EIGHTEEN

She stood and watched while he climbed atop the waterwheel and took down the sails, working in haste to finish the job before the lull in the storm passed and the wind picked up.

Julia could not do much to help, except pluck the sails from the river when he dropped them, snagging them with his billhook before pulling them to shore.

"The river current was not enough to push the wheel, so I thought if I used the wind as well, it might help. There was a small sailboat in the distance, and so I thought of using sails," Romein explained, letting another sail fall into the water.

She waded in up to her knees and hooked it, dragging the sail out of the river. She wondered if it was her sailboat he'd seen, for most fisherman took their boats to sea, where they might net a finer catch than a few river fish. She had only her own supper to catch, while they had whole families to feed.

"But as you say, I must be doing something wrong. I have never seen a sailboat torn asunder like these were." Romein frowned at the last sail, before tucking it under his arm to wade ashore.

"That is because few fishermen are foolish enough to take their sailboats out in a gale, and if they do, they reef their sails, not run before the wind. A sail must move, to catch the wind as it changes..." Julia shook her head. It had been seven years since she'd learned to sail, and she did most things by instinct now, for the old fisherman who'd taught her had not been a man of many words. She could not talk the miller into being a fisherman, any more than her words could wish a new sail into existence.

Romein reached her side, then turned to regard the water wheel. "So what you're saying is that I must look more closely at a sailing boat, and rig the sails to the wheel accordingly..."

"No! If you want a wheel to turn in the wind, then you make a wheel that catches the wind, like the one the ponies turn in the mill yard, and then somehow make that turn the other wheel that you want..." Oh, this was even worse. Now she was trying to teach milling to a miller, for heaven's sake, when she scarcely understood how one wheel could move another, even when she watched them in action.

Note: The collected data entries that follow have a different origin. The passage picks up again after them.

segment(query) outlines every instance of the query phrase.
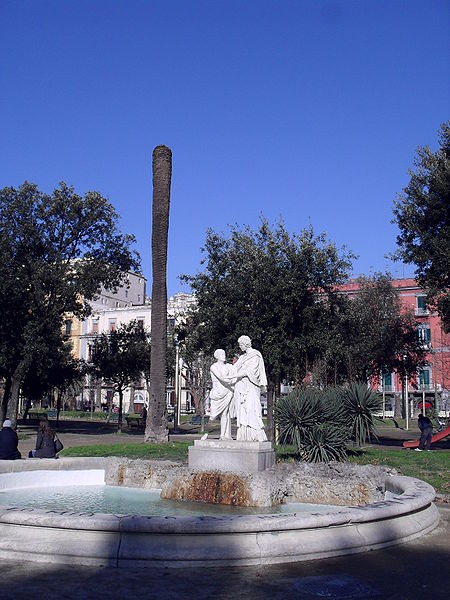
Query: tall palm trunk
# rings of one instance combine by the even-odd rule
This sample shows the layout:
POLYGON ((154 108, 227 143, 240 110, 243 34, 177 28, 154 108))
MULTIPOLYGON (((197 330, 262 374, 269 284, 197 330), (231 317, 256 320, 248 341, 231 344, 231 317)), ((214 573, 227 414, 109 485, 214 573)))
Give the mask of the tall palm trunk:
POLYGON ((167 238, 169 233, 172 152, 167 146, 153 150, 152 209, 152 318, 150 399, 145 428, 146 442, 167 442, 167 238))

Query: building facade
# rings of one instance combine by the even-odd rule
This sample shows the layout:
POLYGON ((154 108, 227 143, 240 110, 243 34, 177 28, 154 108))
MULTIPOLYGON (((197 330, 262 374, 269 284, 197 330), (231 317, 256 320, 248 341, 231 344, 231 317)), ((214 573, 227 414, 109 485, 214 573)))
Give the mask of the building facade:
MULTIPOLYGON (((445 334, 441 319, 427 306, 426 293, 414 279, 394 279, 402 307, 412 310, 416 320, 417 337, 426 350, 426 364, 409 380, 402 373, 384 373, 373 387, 383 394, 384 412, 394 414, 395 404, 408 396, 409 416, 436 408, 440 416, 450 412, 450 335, 445 334)), ((351 281, 341 286, 343 292, 358 294, 359 284, 351 281)))
MULTIPOLYGON (((150 336, 151 331, 151 301, 145 296, 146 280, 141 275, 129 274, 129 289, 120 288, 115 293, 102 290, 99 297, 92 303, 92 314, 82 322, 74 322, 71 326, 71 339, 74 354, 77 358, 89 363, 95 345, 95 339, 102 333, 109 333, 121 325, 137 321, 150 336)), ((175 325, 177 319, 195 302, 192 294, 178 293, 168 301, 167 317, 170 325, 175 325)), ((192 395, 186 387, 183 377, 184 366, 180 360, 178 365, 179 391, 181 410, 190 412, 192 395)), ((167 406, 168 410, 174 405, 174 380, 168 379, 167 406)), ((118 404, 118 396, 105 381, 95 381, 88 376, 83 393, 77 399, 77 408, 85 410, 111 410, 118 404)), ((124 393, 124 412, 139 413, 144 405, 148 405, 147 382, 144 377, 129 386, 124 393)))

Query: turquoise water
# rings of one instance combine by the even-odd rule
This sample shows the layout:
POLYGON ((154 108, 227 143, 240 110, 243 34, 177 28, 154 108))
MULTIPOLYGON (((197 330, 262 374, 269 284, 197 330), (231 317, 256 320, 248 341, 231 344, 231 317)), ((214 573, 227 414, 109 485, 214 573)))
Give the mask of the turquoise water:
POLYGON ((0 504, 69 512, 143 516, 260 515, 327 512, 324 504, 285 504, 275 508, 242 508, 197 502, 162 500, 159 490, 106 485, 26 488, 0 492, 0 504))

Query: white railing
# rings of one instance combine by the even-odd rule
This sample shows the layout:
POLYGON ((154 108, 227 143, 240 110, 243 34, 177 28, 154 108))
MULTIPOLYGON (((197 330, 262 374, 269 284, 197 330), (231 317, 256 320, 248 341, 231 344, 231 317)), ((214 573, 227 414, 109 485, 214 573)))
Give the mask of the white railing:
MULTIPOLYGON (((442 386, 440 383, 436 384, 436 390, 438 392, 440 392, 442 389, 442 386)), ((416 390, 418 392, 433 392, 434 391, 434 383, 418 383, 416 386, 416 390)))

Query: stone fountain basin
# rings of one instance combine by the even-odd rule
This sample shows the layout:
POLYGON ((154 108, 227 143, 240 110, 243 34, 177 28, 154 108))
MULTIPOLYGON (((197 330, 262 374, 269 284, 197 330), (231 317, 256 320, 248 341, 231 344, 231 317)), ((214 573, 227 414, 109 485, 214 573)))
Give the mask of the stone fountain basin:
MULTIPOLYGON (((355 489, 369 502, 330 507, 327 513, 144 517, 3 506, 0 557, 115 567, 263 565, 366 552, 408 542, 438 524, 430 485, 376 467, 360 468, 362 476, 353 475, 349 482, 347 467, 353 474, 358 471, 354 466, 303 465, 274 467, 266 473, 270 493, 260 494, 262 502, 267 497, 280 501, 280 493, 284 500, 316 502, 311 487, 316 471, 323 480, 322 487, 318 485, 322 502, 326 488, 331 488, 326 503, 343 504, 345 489, 350 502, 355 489)), ((67 479, 72 483, 103 480, 112 485, 162 488, 171 497, 170 490, 180 481, 189 490, 189 482, 198 483, 198 476, 168 462, 105 458, 0 461, 3 488, 48 485, 49 479, 54 484, 58 478, 62 484, 67 479)), ((215 476, 227 481, 227 474, 215 476)), ((263 489, 261 477, 243 476, 245 489, 263 489)), ((249 496, 245 498, 248 501, 249 496)), ((250 498, 254 500, 251 494, 250 498)))

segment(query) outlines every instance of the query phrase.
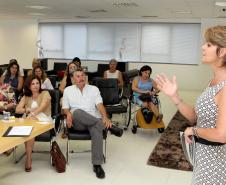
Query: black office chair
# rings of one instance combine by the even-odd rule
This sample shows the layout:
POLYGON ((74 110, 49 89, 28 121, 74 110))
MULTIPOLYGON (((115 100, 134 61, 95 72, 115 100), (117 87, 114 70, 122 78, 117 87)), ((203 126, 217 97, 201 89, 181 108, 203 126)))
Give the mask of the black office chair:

Romein's mouth dropped open. "Oh my God, you truly are an angel. A saint sent from heaven itself. Of course. We use sails, but we also use wheels and cogs, axles and gears. Then get those to turn the waterwheel and..." He seized her shoulders and kissed her.

Julia's heart stopped. An eternity passed, though it was but a moment, before he released her, and she dared to breathe again.

"Forgive me, dear angel, for such a passionate kiss of peace, but I was overcome with gratitude. Tonight, I shall attempt to draw what your divine inspiration has made appear in my head, and you shall tell me if it will sink or sail."

She might be able to breathe, but her voice had not yet returned, so Julia only nodded as Romein gathered up the sails to take them inside, where they would be safe from the storm. But the storm brewing within her breast, sparked by that kiss, would prove far more dangerous.